The hard work provides the force and momentum, but it is your thinking that provides the direction. No matter how hard you try, you cannot produce positive results from negative thinking.

Here is something to think about as well. It becomes easier to grasp the concept that thinking manifests reality when you understand that your physical reality is not the ultimate influence of your existence. Your physical reality, everything that is tangible and measurable, exists in the third dimension, but the third dimension is simply the physical manifestation of a reality that was initially created in the fourth and fifth dimensions. You create your reality by first conceptualizing it in your thoughts and then birthing it in either the fourth of fifth dimensions, and then your work and efforts bring the physical manifestation into the third dimension — your reality.
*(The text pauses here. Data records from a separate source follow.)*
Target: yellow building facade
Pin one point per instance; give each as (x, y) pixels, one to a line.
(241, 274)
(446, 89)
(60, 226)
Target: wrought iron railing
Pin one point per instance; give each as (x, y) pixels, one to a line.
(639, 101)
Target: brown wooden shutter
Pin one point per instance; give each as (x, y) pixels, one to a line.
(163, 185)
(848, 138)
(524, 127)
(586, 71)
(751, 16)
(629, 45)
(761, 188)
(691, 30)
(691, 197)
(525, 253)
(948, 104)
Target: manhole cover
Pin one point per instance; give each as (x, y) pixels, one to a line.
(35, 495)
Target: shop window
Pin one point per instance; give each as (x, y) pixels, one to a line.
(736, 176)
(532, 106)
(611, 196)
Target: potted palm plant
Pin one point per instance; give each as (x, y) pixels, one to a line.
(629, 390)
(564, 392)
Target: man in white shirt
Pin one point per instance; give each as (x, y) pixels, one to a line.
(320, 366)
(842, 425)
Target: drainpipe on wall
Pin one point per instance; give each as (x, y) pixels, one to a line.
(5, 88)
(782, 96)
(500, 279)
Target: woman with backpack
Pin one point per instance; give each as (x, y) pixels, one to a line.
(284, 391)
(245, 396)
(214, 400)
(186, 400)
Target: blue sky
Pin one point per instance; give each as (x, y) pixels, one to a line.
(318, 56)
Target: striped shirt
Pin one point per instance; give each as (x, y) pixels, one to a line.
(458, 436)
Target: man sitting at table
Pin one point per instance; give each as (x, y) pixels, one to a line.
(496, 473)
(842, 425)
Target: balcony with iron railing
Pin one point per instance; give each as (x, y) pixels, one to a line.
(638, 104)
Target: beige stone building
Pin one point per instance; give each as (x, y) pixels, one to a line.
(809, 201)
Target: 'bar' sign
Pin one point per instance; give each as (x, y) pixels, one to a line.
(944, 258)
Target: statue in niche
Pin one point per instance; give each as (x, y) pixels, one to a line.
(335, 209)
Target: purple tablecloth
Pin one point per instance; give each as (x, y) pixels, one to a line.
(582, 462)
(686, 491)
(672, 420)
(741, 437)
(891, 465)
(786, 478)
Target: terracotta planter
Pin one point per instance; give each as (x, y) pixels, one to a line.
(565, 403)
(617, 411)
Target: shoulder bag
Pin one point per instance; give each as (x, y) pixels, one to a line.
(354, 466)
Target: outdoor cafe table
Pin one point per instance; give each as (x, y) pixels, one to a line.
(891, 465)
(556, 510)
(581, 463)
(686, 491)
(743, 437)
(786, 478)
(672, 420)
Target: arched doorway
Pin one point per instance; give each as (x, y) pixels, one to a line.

If I could simplify the equation even further, I would say that you will always get what you expect, so to change the results you have to chance the expectations. I work with a wide range of people from multitudinous backgrounds, and when I work with people of faith, I always remind them that God will always meet them at the level of their expectations.

You will be surprised at how many people consistently cling to negative thoughts. How many times have you heard the following statements, or even spoke one or more of them yourself?

  • I can’t win for losing.
  • Mondays (insert any day) are always so depressing
  • The rich get richer, and the poor get poorer.
  • Nothing good ever happens to me.
  • Life sucks and then you die.

The way that you counter negative beliefs is to begin to adopt new beliefs. I am an avid believer that every person has a purpose and a genius to facilitate that purpose; therefore, mediocrity is a choice, not a lot in life. The moment that you begin to fill your life with positive thoughts that foster positive beliefs and expectations, you will immediately begin to fill your load becoming lighter. This does not mean that there will not be difficulties and challenges, but it means that you will view those challenges differently. You will engage the challenges expecting to win. Following are some beliefs that you can start developing by speaking each at least three times per day.

  • I take full responsibility for my results.
  • I always act on purpose.
  • I push myself past previously self-imposed limits.
  • I refuse to accept the limits placed on me by others.
  • I will not wait for the perfect moment, I will take action now.
  • I will not fear failure, because failure is a competent teacher.
  • I will only be motivated and inspired by negative feedback; I will get better.
  • I will guard my mind and body against anything that will harm its capacity to perform optimally.

This is just a few affirmations that you can start using to train your thinking. Monitor your thinking and speech carefully to identify things that you are thinking and saying that could be negatively impacting you.

I will leave you with this one truth that I hope serves as the theme of this short treatise — you are what you think! ~ Rick Wallace, Ph.D., Psy.D.